Around the Bluhmin’ Town
By
Judy Bluhm
The Season of Love is upon us!! Check out the stores and see all the heart shaped candies, cookies and cakes. Buy a bunch of red roses. Maybe champagne. Jewelry is nice too. Grab a card that professes “true love” to that “special someone” in your life. Give the kids and grandkids little heart-shaped sweets, or stuffed animals with red ribbons and bows. We must be “feeling it,” because Americans are expected to spend $29.1 billion on Valentine’s Day.
The “most romantic day of the year” started in the Fifth century as a pagan holiday. Valentine’s Day had its beginnings in Rome, when mid-February marked the annual Lupercian festival, an ode to the God of fertility. It was one huge celebration of sensual pleasures, and it became the season to fall in love and marry. Then Claudius II became emperor and the party stopped. He was suspicious of love (paranoid). He had the notion that romance and marriage only distracted and weakened men (ridiculous) and so to assure quality soldiers, he banned marriage.

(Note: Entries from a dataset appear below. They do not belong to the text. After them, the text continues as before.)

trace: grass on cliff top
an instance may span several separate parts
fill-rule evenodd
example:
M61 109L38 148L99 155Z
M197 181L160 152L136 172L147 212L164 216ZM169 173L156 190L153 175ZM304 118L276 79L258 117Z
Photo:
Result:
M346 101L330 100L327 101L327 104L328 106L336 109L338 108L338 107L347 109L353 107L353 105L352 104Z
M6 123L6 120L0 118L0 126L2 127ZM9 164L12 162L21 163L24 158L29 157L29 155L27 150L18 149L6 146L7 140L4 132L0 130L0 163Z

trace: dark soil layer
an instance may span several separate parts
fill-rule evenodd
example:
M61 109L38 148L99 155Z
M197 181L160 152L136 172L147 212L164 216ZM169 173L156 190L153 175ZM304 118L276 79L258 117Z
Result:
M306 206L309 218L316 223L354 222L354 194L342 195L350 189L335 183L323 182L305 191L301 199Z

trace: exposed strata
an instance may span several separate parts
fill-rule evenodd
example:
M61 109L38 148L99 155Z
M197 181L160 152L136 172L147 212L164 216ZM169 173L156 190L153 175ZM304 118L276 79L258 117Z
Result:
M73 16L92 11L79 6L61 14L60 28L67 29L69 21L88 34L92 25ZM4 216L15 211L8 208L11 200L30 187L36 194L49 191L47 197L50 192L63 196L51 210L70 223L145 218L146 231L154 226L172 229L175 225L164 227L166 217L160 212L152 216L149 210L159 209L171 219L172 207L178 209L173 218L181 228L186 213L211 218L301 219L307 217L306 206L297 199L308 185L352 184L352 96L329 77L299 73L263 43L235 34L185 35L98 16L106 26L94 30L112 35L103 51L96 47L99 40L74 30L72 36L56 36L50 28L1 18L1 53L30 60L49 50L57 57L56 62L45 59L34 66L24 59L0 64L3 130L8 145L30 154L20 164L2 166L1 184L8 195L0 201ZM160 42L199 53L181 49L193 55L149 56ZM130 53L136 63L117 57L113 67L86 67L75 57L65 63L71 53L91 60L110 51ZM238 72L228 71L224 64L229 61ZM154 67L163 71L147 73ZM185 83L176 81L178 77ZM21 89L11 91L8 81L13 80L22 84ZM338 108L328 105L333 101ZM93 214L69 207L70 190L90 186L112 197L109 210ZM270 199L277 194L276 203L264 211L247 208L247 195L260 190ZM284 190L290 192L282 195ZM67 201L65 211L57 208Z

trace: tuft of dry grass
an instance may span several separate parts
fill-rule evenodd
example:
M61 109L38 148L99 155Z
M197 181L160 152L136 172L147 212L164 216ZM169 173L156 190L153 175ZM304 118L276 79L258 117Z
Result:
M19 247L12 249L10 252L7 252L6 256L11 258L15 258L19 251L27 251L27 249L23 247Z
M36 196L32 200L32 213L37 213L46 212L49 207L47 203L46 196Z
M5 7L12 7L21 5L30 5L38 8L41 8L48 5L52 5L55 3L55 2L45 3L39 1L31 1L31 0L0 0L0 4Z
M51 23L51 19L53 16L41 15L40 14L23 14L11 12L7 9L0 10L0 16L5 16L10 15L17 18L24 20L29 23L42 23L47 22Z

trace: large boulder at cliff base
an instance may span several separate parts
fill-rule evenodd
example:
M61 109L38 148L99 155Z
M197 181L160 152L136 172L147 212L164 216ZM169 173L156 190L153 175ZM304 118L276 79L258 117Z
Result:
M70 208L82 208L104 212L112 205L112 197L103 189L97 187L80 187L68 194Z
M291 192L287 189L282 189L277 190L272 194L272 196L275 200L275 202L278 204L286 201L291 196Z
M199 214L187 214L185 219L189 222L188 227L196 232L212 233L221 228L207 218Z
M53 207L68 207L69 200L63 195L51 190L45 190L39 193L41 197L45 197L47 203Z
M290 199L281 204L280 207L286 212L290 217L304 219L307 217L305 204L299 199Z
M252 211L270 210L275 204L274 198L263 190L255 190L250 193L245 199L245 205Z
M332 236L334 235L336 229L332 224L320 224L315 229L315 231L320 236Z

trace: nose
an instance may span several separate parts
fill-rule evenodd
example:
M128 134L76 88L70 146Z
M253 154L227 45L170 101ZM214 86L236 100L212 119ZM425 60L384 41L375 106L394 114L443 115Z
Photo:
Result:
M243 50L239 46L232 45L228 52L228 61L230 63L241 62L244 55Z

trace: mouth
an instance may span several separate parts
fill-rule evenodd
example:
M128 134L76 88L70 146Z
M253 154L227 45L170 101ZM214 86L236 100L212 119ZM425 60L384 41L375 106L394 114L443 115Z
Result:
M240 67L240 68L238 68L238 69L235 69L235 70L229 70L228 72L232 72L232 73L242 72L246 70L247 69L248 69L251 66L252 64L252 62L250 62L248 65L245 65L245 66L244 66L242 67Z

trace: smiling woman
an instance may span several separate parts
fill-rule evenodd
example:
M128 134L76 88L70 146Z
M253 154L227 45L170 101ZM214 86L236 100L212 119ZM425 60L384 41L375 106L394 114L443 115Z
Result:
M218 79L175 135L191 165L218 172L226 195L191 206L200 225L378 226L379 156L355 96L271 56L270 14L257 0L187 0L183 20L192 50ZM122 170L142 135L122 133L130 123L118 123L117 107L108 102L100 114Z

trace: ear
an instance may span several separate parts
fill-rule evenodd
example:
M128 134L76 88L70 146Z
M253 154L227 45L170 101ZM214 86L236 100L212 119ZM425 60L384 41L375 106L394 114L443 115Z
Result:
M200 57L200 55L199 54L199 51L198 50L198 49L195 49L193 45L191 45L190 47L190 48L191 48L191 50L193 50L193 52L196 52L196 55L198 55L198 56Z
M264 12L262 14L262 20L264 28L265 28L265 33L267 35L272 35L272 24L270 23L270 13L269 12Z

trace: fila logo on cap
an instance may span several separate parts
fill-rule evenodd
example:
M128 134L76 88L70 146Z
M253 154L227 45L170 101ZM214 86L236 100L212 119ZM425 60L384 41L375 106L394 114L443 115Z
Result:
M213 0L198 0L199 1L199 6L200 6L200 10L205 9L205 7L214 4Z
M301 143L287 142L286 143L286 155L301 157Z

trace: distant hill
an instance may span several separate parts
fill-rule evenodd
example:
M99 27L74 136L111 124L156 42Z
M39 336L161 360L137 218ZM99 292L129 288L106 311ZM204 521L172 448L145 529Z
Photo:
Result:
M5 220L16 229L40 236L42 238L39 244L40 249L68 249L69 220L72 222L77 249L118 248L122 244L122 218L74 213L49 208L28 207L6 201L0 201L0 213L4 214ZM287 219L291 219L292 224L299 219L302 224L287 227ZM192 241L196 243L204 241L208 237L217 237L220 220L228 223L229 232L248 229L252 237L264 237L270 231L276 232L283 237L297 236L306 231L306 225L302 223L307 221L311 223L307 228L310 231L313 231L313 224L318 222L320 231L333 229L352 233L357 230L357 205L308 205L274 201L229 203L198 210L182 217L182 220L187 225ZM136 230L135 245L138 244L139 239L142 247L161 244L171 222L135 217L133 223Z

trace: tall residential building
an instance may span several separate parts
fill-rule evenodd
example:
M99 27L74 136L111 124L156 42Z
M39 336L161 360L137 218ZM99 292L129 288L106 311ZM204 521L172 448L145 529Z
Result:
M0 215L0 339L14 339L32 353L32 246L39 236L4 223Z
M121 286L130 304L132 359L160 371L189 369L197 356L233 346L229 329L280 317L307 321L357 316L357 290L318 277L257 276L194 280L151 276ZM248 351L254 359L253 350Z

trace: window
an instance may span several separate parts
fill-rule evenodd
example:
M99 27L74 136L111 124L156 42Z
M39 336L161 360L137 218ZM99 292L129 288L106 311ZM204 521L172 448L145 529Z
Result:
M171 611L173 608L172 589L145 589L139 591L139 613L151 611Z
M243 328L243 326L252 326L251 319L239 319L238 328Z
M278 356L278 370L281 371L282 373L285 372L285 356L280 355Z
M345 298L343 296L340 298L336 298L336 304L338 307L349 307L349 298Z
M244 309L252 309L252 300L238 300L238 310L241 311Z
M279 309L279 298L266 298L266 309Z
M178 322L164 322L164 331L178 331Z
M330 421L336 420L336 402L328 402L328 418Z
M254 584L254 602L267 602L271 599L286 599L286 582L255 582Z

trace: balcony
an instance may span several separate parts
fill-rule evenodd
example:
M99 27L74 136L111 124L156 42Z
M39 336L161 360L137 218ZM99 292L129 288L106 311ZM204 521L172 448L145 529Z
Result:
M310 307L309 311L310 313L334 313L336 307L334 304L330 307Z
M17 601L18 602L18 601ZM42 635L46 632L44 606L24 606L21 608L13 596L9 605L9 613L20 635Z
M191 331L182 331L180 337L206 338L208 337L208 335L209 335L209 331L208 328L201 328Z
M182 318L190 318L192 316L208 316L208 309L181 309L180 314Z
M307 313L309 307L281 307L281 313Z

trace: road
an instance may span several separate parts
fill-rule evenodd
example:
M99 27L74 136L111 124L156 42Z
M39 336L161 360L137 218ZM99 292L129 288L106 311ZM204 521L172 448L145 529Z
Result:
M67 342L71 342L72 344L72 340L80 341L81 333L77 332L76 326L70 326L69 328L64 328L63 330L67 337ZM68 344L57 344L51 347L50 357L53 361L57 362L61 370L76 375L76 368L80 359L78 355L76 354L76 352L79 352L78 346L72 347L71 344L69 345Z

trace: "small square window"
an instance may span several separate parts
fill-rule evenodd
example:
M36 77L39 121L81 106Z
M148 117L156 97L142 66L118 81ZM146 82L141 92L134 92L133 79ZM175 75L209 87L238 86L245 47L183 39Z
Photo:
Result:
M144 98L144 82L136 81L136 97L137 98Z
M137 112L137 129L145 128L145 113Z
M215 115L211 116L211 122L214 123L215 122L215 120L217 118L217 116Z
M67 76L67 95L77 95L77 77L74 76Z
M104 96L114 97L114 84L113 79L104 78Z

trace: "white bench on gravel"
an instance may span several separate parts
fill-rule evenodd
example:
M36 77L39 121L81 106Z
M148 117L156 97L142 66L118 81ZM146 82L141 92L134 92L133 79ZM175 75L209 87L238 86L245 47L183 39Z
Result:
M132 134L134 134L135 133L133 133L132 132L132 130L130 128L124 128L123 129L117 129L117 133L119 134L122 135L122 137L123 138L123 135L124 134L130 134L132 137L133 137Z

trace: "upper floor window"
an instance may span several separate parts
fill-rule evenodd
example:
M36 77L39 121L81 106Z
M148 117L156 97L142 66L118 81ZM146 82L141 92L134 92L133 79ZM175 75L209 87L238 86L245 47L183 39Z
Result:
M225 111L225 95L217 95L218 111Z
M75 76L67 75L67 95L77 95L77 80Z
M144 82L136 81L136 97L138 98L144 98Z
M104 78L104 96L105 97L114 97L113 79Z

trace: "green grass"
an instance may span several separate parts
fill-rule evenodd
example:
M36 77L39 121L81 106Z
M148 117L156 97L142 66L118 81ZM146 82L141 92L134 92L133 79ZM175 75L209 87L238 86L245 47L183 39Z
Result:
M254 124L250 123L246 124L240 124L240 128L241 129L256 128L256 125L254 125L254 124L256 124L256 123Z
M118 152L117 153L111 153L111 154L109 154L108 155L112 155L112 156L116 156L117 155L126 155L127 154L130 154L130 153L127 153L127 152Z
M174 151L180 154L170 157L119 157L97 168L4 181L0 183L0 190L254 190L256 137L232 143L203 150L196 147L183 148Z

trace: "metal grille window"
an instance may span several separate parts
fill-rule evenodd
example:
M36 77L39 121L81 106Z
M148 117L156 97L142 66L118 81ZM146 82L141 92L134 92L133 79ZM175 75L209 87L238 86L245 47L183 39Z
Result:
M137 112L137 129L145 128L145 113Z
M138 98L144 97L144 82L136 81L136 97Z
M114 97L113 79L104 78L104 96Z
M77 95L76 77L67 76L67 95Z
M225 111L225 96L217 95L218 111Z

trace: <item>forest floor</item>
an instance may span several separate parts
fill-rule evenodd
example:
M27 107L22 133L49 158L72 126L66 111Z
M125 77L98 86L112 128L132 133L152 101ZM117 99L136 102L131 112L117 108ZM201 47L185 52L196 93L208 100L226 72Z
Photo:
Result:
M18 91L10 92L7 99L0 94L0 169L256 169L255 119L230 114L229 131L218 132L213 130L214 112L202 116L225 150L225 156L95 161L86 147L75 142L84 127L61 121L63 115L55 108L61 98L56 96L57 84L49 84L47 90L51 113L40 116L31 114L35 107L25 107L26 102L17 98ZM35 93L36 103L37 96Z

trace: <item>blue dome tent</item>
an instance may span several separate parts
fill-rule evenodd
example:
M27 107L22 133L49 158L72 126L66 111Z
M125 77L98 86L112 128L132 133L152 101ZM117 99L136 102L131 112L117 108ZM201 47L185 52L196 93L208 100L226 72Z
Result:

A bishop named Valentine, believing in love, met couples in secret places and joined them in the sacrament of matrimony. When the evil Claudius learned of this, he labeled Valentine a “friend of lovers” and had him arrested. Unless Valentine agreed to worship the Roman Gods and stop marrying young couples, he would be executed. Valentine was a man of faith and conviction and would not be swayed by the mad emperor. A miracle happened while Valentine was in jail awaiting his fate. He fell in love with his jailer’s daughter, Asterius. Just before Valentine was executed, he wrote a heartfelt love-letter to Asterius and signed it, “Be mine . . your Valentine.”
I have witnessed love with my horses. My old mare, Angel, got an eye infection that wouldn’t heal and had her right eye removed. With a cataract in her remaining eye, she was effectively blind. But that day when we brought her home from the hospital, she stepped off the trailer, and her stall-mate was waiting for her. A large, white Arabian, Pegasus went over to Angel and nuzzled her face and eyes with his nose. He then walked at her side, leading her around. Together, they conquered darkness. Love is not blind! It shows us the way.
At a garage sale I spotted a beautiful square piece of lace that was lying on a table. It was obviously very old and delicate. I picked it up and an elderly lady came and gently took it out of my hands. “This is mine,” she said sweetly. Then she scolded her daughter for putting it up for sale. The lady told me that her husband wrapped their wedding bouquet in this little piece of lace, when they got married. “I still remember that moment,” she sighed. Love lives in those tender memories.
This week, hold on tightly to a cherished memory, like a small piece of lace. Let love guide you through dark times. Dear Readers, write someone a love note and sign it with the most romantic phrase of all time, “Be Mine . . Your Valentine.”